Multivariate Classification of the Infrared Spectra of Cell and Tissue Samples

Abstract

Infrared microspectroscopy of biopsied canine lymph cells and tissue was performed to investigate the possibility of using IR spectra coupled with multivariate classification methods to classify the samples as normal, hyperplastic, or neoplastic (malignant). IR spectra were obtained in transmission mode through BaF₂ windows and in reflection mode from samples prepared on gold-coated microscope slides. Cytology and histopathology samples were prepared by a variety of methods to identify the optimal methods of sample preparation. Cytospinning procedures that yielded a monolayer of cells on the BaF₂ windows produced a limited set of IR transmission spectra. These transmission spectra were converted to absorbance and formed the basis for a classification rule that yielded 100% correct classification in a cross-validated context.

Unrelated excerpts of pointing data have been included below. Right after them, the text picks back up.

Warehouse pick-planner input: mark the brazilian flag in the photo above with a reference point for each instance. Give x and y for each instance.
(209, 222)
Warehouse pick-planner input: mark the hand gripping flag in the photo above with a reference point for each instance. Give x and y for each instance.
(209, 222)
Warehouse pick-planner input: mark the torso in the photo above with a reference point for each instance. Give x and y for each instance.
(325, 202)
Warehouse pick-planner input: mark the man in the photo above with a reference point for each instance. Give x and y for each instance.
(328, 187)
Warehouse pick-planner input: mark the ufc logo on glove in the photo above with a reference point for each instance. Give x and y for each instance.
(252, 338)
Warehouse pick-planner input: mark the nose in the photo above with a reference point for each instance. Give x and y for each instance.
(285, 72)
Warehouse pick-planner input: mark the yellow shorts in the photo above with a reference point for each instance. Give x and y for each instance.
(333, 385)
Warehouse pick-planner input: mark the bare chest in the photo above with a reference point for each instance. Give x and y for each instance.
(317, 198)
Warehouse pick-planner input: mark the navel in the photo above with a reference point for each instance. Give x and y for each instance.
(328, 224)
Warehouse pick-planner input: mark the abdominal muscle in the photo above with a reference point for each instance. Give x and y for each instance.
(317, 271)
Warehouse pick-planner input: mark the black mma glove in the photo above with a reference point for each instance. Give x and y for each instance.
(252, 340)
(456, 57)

Classifications of normal, hyperplastic, and neoplastic cell sample spectra were achieved by using both partial least-squares (PLS) and principal component regression (PCR) classification methods. Linear discriminant analysis applied to principal components obtained from the spectral data yielded a small number of misclassifications. PLS weight loading vectors yield valuable qualitative insight into the molecular changes that are responsible for the success of the infrared classification. These successful classification results show promise for assisting pathologists in the diagnosis of cell types and offer future potential for in vivo IR detection of some types of cancer.